The impressive “Greatest Show (and Tell) on Earth” attracted a sea of people to San Mateo, CA on May 20-21.
Maker Faire could be described as a combination of summer fair with a carnival, Burning Man, Exploratorium, comic con, and inventor show-and-tell.
It could also be described as the heart of innovation for the everyday person.
You hear “innovation” thrown around all the time in business contexts. It’s a concept to be strived for, aspired to. It creates better processes, new products, and a higher stock valuation for public companies.
Family dinners, on the other hand — now that’s a different story. “Okay, son, how have you incorporated innovation into your day today?” But that’s exactly what you get at Maker Faire: everyday innovators.
As out of place as it seems for a family dinner to be about innovation, that’s where it happens.
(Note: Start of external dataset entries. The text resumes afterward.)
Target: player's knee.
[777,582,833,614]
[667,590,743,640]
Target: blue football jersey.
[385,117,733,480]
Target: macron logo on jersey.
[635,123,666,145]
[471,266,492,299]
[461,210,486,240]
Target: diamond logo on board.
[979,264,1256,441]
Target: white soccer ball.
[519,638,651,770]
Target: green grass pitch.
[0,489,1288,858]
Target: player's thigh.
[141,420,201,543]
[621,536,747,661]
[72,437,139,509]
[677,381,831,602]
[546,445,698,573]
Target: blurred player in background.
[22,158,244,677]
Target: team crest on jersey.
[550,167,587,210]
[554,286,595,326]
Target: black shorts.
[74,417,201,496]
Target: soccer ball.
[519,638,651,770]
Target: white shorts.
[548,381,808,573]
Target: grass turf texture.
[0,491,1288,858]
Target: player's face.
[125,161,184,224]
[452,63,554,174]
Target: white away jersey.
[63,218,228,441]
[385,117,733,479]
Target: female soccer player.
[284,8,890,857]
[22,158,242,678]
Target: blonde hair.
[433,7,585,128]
Innovation comes from people, not companies.
The same people who create Tapigami cities or underwater drones can create cost-saving initiatives or your favorite brand of optimized synergies. People make buzzwords happen.
Does the creative mindset translate to the workplace?
As I think about the amazing individuals at Maker Faire, typing this today in my cubicle dressed in business attire, I can’t help but wonder how Maker Faire affects attendees’ work performance.
After all these individuals, united by a common sense of creativity, see the inventions and artwork and out-of-the-box thinking, how can they not go on to put together the everyday pieces of their jobs differently?
Maker Faire provides such an excellent breeding ground for creativity and resourcefulness. It allows ideas to collide and form new ideas. It encourages people not only to do it themselves instead of hiring it out, but to do it themselves when no one else in the world has done it.
As the Maker Faire audience returns to work this week, I wonder how they’ll put the same pieces together in new ways. Just like the Lego area attracted swarms of people to see the incredible creations made from the same building blocks, I’m convinced that a company out there somewhere will benefit from rearranged pieces to make something remarkable.
Maker Faire encourages that sort of thinking. That’s the mindset of makers all over the world. That’s what was celebrated at Maker Faire.